There are a few different methods to use, here.

We can see that the argument of our function is going to require the half angle formula. We can analyze it conceptually or mechanically.

Conceptually:

We know that for certain values of cos that our output will be #sqrt2/2#. If we wanted #cos(x)=sqrt2/2# then #x=(kpi)/4,# where K is an odd integer. From here, multiply your result by 2 (because it's an inverse operation to our argument) and you'll end up at #x=(kpi)/2#, where k is an odd integer. Bound the interval to #[0,2pi]# and we're left with #pi/2,(3pi)/2#

Mechanically, Isolate #cos(x)#:
#sqrt2/2=+-(sqrt(1-cos(x)/2))#

Square both side
#2/4=(1-cos(x)/2)-> 1/2=(1-cos(x)/2)#

Multiply both sides by 2
#1=1-cos(x)#

Subtract 1 from both sides to isolate #Cos(x)#
#0=cos(x)# (Because one side equals zero, we can drop the negative)
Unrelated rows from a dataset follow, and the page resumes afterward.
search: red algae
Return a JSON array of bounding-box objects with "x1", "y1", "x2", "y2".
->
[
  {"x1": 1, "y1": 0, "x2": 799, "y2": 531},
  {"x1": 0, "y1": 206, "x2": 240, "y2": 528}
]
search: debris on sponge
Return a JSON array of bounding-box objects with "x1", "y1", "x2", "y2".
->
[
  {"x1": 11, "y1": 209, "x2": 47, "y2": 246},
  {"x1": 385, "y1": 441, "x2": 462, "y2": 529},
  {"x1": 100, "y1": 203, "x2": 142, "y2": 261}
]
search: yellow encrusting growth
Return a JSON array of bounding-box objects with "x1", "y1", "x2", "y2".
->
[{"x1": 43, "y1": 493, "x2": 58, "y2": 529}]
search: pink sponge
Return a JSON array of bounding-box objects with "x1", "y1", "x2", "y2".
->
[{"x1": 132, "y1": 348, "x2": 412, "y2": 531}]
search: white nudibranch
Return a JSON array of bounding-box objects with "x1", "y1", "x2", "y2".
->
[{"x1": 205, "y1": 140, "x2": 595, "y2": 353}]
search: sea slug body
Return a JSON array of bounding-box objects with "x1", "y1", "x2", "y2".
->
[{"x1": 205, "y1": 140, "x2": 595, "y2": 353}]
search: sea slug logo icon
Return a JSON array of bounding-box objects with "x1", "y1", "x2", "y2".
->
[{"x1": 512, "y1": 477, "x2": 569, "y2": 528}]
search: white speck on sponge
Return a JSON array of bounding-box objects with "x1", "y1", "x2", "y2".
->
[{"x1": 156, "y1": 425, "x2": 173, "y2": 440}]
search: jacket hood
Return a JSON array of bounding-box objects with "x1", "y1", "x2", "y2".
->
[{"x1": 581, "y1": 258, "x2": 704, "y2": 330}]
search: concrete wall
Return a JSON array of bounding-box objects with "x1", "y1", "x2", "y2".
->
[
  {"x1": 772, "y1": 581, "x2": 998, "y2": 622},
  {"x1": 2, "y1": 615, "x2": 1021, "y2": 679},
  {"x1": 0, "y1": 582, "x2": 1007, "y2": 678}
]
From here, we need to assess when #cos(x)=0#

Cos(x) is equal to zero at #pi/2, (3pi)/2# when bounded to #[0,2pi]#

Checking our work. #Cos((pi/2)/2)=cos(pi/4)=sqrt2/2#
and
#Cos(((3pi)/2)/2)=cos((3pi)/4)=sqrt2/2#

May 23, 2018

#x = pi/2 + 4kpi#
#x = (3pi)/2 + 4kpi#

Explanation:

#cos (x/2) = sqrt2/2#
Trig table and unit circle give 2 solutions for x/2 -->
1. #x/2 = pi/4 + 2kpi#
#x = pi/2 + 4kpi#
2. #x/2 = pi - pi/4 = (3pi)/4 + 2kpi#
#x = (3pi)/2 + 4kpi#